Ring buffer with atomic indexes

Question

I have struggled with what must be a fundamental misunderstanding of how atomics work in C++. I have written the code below to implement a fast ring buffer using atomic variables for indexes so multiple threads can write to and read from the buffer. I've whittled the code down to this simple case (which I realize is still a little long. Sorry.). If I run this on either Linux or Mac OS X, it will work some of the time, but it will also throw exceptions at least 10% of the time. It also seems to run very fast, and then slow down, and maybe even speed up again also suggesting something is not quite right. I cannot understand the flaw in my logic. Do I need a fence somewhere?

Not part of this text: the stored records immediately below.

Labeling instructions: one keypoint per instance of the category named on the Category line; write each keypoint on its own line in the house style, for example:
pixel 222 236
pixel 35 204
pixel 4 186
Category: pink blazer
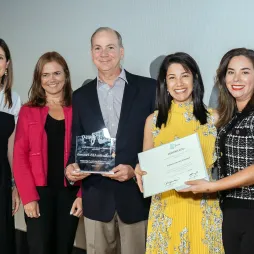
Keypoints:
pixel 30 160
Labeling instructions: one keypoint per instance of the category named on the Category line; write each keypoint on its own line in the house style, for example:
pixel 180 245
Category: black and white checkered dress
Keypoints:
pixel 235 151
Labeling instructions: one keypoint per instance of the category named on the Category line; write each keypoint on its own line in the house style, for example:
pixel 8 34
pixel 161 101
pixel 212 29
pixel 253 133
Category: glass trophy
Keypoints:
pixel 95 153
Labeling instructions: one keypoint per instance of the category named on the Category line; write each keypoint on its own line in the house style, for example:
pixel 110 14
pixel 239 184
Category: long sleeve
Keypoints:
pixel 76 128
pixel 21 165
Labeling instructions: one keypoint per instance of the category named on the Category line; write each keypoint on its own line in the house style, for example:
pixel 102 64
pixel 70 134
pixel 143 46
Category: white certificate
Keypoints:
pixel 170 165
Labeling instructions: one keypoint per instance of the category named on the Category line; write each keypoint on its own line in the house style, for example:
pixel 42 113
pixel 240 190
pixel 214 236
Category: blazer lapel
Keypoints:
pixel 130 92
pixel 94 103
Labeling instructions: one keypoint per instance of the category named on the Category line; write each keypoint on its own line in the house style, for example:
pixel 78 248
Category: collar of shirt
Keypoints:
pixel 122 76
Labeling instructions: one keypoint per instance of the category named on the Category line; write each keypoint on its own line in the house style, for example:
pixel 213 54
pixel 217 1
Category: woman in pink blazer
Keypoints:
pixel 42 145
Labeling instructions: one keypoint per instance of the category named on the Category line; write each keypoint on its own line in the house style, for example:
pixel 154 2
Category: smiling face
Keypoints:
pixel 106 52
pixel 3 63
pixel 240 78
pixel 53 79
pixel 179 83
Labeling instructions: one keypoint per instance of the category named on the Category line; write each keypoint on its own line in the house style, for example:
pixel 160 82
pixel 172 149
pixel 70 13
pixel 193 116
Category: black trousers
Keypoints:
pixel 238 227
pixel 54 231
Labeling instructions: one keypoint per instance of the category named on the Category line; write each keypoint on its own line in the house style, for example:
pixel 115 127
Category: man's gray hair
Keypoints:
pixel 100 29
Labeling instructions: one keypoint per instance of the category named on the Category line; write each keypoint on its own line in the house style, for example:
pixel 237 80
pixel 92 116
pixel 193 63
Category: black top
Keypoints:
pixel 235 151
pixel 55 130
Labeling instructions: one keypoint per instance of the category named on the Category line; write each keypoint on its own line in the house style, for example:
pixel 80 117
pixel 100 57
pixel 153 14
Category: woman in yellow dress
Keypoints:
pixel 182 223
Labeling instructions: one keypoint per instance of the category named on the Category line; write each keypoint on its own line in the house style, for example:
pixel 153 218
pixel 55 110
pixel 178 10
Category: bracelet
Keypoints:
pixel 69 181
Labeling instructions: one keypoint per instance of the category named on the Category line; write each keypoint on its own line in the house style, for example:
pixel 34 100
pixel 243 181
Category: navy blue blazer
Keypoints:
pixel 101 196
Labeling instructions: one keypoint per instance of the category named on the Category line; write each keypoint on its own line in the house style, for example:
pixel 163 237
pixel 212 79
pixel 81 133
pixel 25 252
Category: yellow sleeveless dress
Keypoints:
pixel 184 223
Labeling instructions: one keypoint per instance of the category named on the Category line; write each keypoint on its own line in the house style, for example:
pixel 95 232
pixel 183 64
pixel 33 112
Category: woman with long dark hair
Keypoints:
pixel 235 151
pixel 9 109
pixel 41 151
pixel 182 223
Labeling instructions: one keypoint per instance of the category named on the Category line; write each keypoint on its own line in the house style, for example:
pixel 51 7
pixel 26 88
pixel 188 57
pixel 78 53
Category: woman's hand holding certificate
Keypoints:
pixel 170 165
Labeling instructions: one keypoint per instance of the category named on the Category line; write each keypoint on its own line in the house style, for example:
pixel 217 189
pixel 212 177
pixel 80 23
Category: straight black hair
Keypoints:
pixel 163 99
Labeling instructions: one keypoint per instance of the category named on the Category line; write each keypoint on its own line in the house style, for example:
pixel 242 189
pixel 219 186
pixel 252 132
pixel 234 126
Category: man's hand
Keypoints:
pixel 122 173
pixel 72 173
pixel 32 209
pixel 76 209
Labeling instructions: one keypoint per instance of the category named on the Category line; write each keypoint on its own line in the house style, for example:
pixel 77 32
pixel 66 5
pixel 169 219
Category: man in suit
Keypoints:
pixel 120 101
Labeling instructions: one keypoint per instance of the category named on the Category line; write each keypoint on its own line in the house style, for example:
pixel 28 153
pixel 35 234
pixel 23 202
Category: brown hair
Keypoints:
pixel 36 94
pixel 7 80
pixel 227 103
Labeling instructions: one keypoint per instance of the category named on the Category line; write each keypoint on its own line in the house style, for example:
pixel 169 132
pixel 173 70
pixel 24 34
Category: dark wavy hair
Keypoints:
pixel 163 99
pixel 227 103
pixel 36 94
pixel 7 80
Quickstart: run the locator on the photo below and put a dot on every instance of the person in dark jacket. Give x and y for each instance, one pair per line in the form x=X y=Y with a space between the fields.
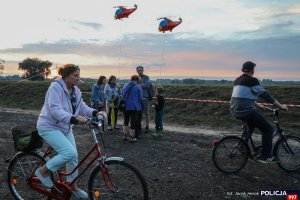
x=159 y=111
x=132 y=93
x=243 y=106
x=97 y=97
x=147 y=90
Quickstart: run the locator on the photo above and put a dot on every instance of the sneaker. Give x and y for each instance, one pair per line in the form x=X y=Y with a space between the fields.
x=46 y=181
x=132 y=139
x=267 y=160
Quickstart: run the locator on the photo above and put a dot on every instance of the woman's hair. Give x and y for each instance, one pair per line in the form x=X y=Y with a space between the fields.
x=135 y=78
x=160 y=90
x=67 y=69
x=100 y=80
x=111 y=78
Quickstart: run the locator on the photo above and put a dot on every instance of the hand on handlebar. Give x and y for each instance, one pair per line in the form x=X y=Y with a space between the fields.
x=283 y=107
x=81 y=119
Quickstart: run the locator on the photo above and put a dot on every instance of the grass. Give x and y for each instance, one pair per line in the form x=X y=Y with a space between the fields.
x=30 y=95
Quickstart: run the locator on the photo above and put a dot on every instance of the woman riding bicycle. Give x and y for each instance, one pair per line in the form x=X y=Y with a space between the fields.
x=243 y=100
x=62 y=109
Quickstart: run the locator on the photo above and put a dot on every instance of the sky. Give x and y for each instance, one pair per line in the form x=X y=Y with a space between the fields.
x=213 y=41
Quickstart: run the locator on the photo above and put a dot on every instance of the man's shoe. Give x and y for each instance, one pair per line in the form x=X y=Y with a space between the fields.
x=269 y=160
x=132 y=139
x=146 y=129
x=80 y=194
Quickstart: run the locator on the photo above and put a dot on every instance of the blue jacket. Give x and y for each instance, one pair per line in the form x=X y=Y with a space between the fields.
x=134 y=99
x=245 y=92
x=97 y=93
x=57 y=109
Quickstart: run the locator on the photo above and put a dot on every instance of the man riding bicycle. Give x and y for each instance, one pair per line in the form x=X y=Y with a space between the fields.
x=243 y=101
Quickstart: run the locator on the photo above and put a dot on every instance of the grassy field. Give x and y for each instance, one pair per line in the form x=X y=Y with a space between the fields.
x=30 y=95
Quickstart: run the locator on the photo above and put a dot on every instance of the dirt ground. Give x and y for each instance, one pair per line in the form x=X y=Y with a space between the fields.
x=176 y=166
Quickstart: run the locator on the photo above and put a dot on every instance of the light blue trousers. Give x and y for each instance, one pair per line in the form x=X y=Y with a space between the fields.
x=65 y=146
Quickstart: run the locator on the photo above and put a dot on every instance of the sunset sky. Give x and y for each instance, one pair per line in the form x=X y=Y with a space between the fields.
x=213 y=41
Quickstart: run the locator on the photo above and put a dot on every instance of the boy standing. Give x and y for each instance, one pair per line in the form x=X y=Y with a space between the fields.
x=159 y=111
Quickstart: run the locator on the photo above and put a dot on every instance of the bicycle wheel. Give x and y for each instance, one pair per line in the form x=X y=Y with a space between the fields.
x=230 y=154
x=117 y=180
x=287 y=152
x=19 y=173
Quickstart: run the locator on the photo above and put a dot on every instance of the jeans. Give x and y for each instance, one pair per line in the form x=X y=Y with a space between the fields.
x=158 y=119
x=257 y=120
x=65 y=146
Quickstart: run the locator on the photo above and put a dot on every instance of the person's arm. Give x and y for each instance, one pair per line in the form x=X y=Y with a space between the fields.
x=279 y=105
x=145 y=82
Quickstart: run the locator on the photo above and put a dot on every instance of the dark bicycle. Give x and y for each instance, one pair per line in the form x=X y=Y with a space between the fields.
x=231 y=153
x=111 y=177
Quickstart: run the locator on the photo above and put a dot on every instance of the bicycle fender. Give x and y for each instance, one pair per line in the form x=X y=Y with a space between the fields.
x=114 y=159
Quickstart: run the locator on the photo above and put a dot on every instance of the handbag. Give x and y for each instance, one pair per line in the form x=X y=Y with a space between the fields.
x=26 y=138
x=122 y=104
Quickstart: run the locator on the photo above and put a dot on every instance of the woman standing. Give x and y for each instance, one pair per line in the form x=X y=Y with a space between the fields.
x=133 y=95
x=97 y=98
x=112 y=95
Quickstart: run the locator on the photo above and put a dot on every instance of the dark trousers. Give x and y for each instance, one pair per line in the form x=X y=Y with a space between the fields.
x=116 y=114
x=132 y=116
x=158 y=119
x=257 y=120
x=138 y=128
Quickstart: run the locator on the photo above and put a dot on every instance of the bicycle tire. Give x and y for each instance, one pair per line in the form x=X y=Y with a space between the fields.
x=230 y=154
x=19 y=171
x=287 y=160
x=123 y=182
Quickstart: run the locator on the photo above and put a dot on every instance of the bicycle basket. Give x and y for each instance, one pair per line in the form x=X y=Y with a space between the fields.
x=26 y=138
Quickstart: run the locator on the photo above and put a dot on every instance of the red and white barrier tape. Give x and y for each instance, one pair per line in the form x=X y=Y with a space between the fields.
x=226 y=102
x=215 y=101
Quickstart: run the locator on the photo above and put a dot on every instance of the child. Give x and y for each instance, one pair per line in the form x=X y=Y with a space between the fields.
x=159 y=111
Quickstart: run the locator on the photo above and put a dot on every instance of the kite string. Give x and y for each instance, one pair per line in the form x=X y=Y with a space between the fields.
x=120 y=49
x=162 y=57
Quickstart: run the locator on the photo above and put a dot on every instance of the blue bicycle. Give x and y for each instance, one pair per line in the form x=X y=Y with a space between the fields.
x=231 y=153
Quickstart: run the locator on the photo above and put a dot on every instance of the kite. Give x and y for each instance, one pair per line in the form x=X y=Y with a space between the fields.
x=123 y=12
x=168 y=25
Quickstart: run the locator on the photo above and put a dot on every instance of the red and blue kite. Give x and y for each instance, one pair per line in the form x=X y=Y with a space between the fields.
x=168 y=25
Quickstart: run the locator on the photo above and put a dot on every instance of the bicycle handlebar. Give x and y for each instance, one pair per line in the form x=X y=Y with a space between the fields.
x=274 y=110
x=96 y=122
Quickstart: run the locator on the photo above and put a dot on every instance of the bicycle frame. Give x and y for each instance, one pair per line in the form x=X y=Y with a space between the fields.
x=247 y=134
x=62 y=189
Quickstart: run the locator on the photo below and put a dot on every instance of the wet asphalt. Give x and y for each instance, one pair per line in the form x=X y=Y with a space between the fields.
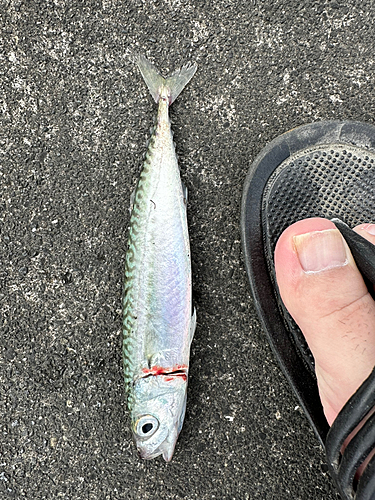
x=75 y=118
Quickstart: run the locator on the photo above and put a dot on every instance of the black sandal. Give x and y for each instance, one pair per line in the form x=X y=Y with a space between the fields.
x=324 y=169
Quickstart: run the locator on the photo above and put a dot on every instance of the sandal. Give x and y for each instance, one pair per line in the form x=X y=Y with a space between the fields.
x=324 y=169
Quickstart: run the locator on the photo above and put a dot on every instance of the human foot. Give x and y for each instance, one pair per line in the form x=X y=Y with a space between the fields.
x=325 y=294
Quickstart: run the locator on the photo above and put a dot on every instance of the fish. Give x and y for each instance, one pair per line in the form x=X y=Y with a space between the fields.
x=158 y=316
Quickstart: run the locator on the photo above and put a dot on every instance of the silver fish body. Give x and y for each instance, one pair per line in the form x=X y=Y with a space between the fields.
x=158 y=323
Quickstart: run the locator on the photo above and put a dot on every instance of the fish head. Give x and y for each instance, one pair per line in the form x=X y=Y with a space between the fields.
x=158 y=413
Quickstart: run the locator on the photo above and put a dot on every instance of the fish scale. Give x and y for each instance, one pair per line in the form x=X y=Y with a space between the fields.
x=158 y=325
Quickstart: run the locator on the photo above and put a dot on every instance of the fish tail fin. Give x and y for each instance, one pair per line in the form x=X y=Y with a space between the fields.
x=179 y=79
x=155 y=81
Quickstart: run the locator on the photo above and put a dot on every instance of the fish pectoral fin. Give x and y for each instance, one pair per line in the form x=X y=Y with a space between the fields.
x=132 y=198
x=193 y=325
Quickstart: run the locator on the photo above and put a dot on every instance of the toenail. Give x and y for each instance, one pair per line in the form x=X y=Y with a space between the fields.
x=370 y=228
x=321 y=250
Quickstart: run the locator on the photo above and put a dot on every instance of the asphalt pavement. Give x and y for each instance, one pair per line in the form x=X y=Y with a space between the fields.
x=75 y=117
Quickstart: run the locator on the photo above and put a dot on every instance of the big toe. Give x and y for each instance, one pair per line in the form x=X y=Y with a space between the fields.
x=324 y=292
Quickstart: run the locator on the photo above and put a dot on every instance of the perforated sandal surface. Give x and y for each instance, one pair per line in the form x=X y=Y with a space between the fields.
x=326 y=170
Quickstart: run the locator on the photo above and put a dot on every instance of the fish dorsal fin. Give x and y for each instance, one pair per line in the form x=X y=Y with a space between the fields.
x=156 y=82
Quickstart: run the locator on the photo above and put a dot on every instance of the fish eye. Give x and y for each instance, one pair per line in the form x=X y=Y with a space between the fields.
x=146 y=426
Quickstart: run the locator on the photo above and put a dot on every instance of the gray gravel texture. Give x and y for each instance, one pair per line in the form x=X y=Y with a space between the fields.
x=75 y=116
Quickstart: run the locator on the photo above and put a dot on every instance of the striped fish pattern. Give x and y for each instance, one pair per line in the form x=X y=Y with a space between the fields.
x=158 y=324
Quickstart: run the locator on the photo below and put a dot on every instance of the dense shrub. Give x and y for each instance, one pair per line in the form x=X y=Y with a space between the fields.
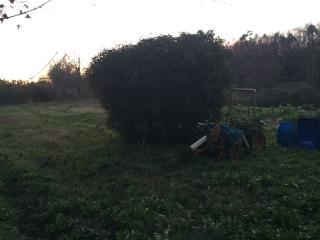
x=158 y=89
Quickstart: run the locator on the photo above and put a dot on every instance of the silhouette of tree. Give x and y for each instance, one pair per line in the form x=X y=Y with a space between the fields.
x=19 y=7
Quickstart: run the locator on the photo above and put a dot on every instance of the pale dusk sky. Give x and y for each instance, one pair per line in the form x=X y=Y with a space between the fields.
x=84 y=27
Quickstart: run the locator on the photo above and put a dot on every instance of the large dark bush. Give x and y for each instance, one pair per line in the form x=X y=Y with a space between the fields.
x=158 y=89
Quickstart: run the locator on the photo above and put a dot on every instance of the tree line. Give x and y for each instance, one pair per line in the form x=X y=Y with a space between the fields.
x=280 y=65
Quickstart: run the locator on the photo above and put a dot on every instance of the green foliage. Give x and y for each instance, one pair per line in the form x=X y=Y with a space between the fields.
x=280 y=65
x=67 y=176
x=158 y=89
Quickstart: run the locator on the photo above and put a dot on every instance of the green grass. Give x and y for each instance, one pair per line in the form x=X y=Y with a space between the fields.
x=65 y=175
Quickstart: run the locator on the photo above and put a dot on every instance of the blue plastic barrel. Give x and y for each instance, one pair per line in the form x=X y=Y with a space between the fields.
x=287 y=133
x=309 y=133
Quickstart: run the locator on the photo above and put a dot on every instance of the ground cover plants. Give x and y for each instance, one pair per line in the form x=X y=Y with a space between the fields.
x=65 y=175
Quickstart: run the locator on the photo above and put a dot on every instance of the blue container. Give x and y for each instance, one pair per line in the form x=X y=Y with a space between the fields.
x=287 y=133
x=309 y=133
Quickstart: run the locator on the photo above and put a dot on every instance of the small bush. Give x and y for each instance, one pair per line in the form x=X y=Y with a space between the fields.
x=158 y=89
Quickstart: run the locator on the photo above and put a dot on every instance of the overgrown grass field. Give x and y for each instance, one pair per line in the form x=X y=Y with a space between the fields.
x=65 y=175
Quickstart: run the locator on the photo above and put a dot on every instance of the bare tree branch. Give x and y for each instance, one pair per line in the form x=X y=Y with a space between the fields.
x=5 y=17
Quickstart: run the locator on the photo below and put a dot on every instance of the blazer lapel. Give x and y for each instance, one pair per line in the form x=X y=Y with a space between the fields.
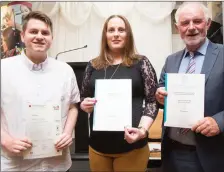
x=209 y=61
x=177 y=61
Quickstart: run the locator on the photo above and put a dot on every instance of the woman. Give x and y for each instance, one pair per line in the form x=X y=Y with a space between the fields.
x=128 y=150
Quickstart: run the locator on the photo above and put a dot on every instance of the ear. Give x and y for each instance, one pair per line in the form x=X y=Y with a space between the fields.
x=209 y=23
x=22 y=36
x=176 y=27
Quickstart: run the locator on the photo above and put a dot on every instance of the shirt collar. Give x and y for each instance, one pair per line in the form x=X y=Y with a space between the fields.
x=32 y=66
x=202 y=50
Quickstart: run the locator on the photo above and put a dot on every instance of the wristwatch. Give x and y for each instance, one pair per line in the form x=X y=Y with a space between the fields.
x=144 y=131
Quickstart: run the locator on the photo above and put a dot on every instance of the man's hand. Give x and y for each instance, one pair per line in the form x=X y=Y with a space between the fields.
x=160 y=94
x=207 y=126
x=64 y=141
x=87 y=104
x=15 y=146
x=132 y=134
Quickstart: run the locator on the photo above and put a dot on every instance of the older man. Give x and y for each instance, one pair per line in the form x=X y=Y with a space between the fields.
x=200 y=149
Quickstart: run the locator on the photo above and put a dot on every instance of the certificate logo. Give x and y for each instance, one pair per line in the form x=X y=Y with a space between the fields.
x=56 y=107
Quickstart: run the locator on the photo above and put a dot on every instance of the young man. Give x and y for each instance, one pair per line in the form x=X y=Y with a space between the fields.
x=201 y=148
x=34 y=78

Here's a simple description of what it's trying to do: Atomic index variables are bumped up using the compare_exchange_weak method. This is to guarantee exclusive access to the slot the index was bumped from. Two indices are actually needed so as we wrap around the ring buffer, values are not overwritten. More details are embedded in the comments.

#include <mutex>
#include <atomic>
#include <iostream>
#include <cstdint>
#include <vector>
#include <thread>
using namespace std;


const uint64_t Nevents = 1000000;
std::atomic<uint64_t> Nwritten(0);
std::atomic<uint64_t> Nread(0);
#define MAX_EVENTS 10

mutex MTX;

std::atomic<uint32_t> iread{0};  // The slot that the next thread will try to read from
std::atomic<uint32_t> iwrite{0}; // The slot that the next thread will try to write to
std::atomic<uint32_t> ibegin{0}; // The slot indicating the beginning of the read region
std::atomic<uint32_t> iend{0};   // The slot indicating one-past-the-end of the read region
std::atomic<uint64_t> EVENT_QUEUE[MAX_EVENTS];

//-------------------------------
// WriteThreadATOMIC
//-------------------------------
void WriteThreadATOMIC(void)
{
    MTX.lock();
    MTX.unlock();

    while( Nwritten < Nevents ){

        // Copy (atomic) iwrite index to local variable and calculate index
        // of next slot after it
        uint32_t idx = iwrite;
        uint32_t inext = (idx + 1) % MAX_EVENTS;
        if(inext == ibegin){
            // Queue is full
            continue;
        }

        // At this point it looks like slot "idx" is available to write to.
        // The next call ensures only one thread actually does write to it
        // since the compare_exchange_weak will succeed for only one.
        if(iwrite.compare_exchange_weak(idx, inext))
        {
            // OK, we've claimed exclusive access to the slot. We've also
            // bumped the iwrite index so another writer thread can try
            // writing to the next slot. Now we write to the slot.
            if(EVENT_QUEUE[idx] != 0) {lock_guard<mutex> lck(MTX); cerr<<__FILE__<<":"<<__LINE__<<endl; throw -1;} // Dummy check. This should NEVER happen!
            EVENT_QUEUE[idx] = 1;
            Nwritten++;

            if(Nread>Nwritten) {lock_guard<mutex> lck(MTX); cerr<<__FILE__<<":"<<__LINE__<<endl; throw -3;} // Dummy check. This should NEVER happen!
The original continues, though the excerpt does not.